Mieux connaître les pics d’affluence, les comportements des visiteurs permet donc de mieux définir, par exemple, la politique promotionnelle d’un territoire. De planifier certains aménagements. De mieux organiser l’accueil ou l’encadrement – en ce compris en termes de sécurité et de mobilisation des équipes (en ce compris celles de tiers – police, Croix Rouge, volontaires…).

Les “jumeaux numériques”, outils de valorisation des données

Parmi les différentes techniques et outils utilisés pour exploiter les données, le principe des jumeaux numériques, déjà appliqué dans divers secteurs (notamment l’industrie ou la construction) est encore relativement méconnu dans le domaine de l’aménagement du territoire et des smart cities.

De quoi s’agit-il? Un “jumeau numérique” se définit comme une “réplique numérique d’un objet, d’un processus ou d’un système”. Cette représentation numérique expose et permet de mieux comprendre, de modéliser et d’agir à la fois sur les éléments de la réalité concernée et sur la dynamique de son fonctionnement (analyse et prédiction).

Par centralisation, croisement et analyse (automatique) des données, on génère ainsi un modèle virtuel, enrichi, de la réalité. Dans le domaine des smart cities / smart territoire, le jumeau numérique permet donc de créer le doublon d’une ville, d’un quartier, d’un territoire, de ses services, de ses flux, de ses constituantes, d’y superposer des couches de données thématiques. Sorte de maquette 3D dynamique multi-facettes (terrains, bâtiments, espaces verts, flux de circulation, d’énergie…).

Le concept de jumeau numérique implique la collecte d’une grande diversité de données – en ce compris données géomatiques, données opérationnelles, données générées par des capteurs en tous genres installés sur le terrain…

Les données – statiques et dynamiques, historiques et temps réel, publiques et privées – sont combinées en un seul référentiel global.

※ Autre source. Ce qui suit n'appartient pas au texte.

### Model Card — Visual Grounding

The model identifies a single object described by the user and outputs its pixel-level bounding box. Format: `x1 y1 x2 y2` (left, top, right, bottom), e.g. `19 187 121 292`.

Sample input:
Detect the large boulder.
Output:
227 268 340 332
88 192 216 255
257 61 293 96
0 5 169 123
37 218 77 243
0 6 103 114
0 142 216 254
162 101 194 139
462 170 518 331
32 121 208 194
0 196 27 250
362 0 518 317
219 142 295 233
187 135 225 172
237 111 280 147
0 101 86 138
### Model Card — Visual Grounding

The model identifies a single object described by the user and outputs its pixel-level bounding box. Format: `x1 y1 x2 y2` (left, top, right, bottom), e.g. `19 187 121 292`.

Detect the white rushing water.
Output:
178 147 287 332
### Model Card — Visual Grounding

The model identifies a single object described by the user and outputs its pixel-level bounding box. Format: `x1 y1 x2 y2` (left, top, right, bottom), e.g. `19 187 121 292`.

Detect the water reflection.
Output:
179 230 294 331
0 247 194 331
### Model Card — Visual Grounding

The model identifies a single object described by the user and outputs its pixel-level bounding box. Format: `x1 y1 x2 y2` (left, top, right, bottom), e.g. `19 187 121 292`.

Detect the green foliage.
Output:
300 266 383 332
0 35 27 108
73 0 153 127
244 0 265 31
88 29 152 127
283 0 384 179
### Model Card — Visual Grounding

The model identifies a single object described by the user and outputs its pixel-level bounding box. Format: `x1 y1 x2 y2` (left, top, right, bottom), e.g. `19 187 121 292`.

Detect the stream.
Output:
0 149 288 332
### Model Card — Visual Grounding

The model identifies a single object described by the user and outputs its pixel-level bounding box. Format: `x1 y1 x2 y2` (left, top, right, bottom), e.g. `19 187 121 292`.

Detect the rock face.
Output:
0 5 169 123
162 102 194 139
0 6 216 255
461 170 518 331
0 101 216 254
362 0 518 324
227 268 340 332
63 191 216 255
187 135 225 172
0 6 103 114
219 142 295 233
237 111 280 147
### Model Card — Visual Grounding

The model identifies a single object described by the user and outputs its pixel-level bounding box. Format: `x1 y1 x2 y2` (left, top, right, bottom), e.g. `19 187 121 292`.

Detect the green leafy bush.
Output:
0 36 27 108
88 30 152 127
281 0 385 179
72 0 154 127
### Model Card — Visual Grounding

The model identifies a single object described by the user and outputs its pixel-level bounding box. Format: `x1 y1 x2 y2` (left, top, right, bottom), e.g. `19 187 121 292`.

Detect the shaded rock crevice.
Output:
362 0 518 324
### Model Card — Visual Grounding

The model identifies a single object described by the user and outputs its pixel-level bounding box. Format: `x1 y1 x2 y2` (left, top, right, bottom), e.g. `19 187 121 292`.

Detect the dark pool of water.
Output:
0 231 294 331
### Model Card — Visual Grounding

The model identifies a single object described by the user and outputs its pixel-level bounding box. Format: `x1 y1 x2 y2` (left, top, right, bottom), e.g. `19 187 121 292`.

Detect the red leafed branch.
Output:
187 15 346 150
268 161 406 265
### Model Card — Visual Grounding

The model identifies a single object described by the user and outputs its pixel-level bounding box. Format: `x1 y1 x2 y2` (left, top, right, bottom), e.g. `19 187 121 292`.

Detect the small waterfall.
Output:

Un jumeau numérique, ce sont aussi des outils et services qui se servent de ces données. Outils de trois types, précisait Yves Thomas, directeur business développement auprès de la société GIM: outils d’analyse de “comportement” (évolution et paramètres de fonctionnement du bâti, de la population, de la mobilité, de la pollution…) ; outils de prédiction (évolution de la ville, impact des travaux publics, impact d’inondations, influence qu’auront certains “événements” sur la mobilité, implications à terme d’un nouveau projet de construction…) ; et outils de partage d’informations (en interne ou en externe).

Les domaines d’application sont multiples: sécurité, mobile, énergie, environnement, infrastructures, planification urbaine, développement durable…

Yves Thomas (GIM Wallonie): “Un jumeau numérique permet par exemple d’évaluer et de prédire les consommations énergétiques globales des bâtiments, la production individuelle d’énergie, de combiner les données de production, de consommation, de réseaux d’énergie pour prévoir l’intérêt de constituer des communautés d’énergie ou d’initier une nouvelle politique d’isolation.”

La diversité thématique des données et celle des finalités et domaines d’application confèrent un caractère spécifique à la finalité d’un jumeau numérique: à savoir, sa transversalité, qui doit donc nécessairement bénéficier de l’implication de tous les départements d’une ville ou commune.

Un jumeau numérique se doit obligatoirement d’être le reflet exact de la réalité. Il continue donc d’évoluer sans cesse, par injection et réactualisation des données, en temps réel. Processus lourd qui requiert le recours à des mécanismes d’alimentation automatiques pour la plupart des données.

Certains jeux de données, toutefois, demeurent pertinents pendant une période plus longue, n’étant réactualisés qu’à intervalles plus ou moins longs. Pour eux, une mise à jour manuelle demeure possible, comme l’a expliqué Samuel Nottebaert de la Ville de Namur, qui procède de la sorte par exemple pour l’ajout de nouveaux circuits de promenade ou l’actualisation des p.a.s.h. (plans d’assainissement par sous-bassin hydrographique) de la SWDE.

Les données qui évoluent fréquemment, parfois quotidiennement, doivent elles reposer sur des mécanismes de mise à jour automatiques, que ce soit au départ de fichiers Excel, d’outils spécialisés (tels ceux de la société GIM) ou via services Web (lorsqu’elles proviennent de partenaires ou fournisseurs tiers).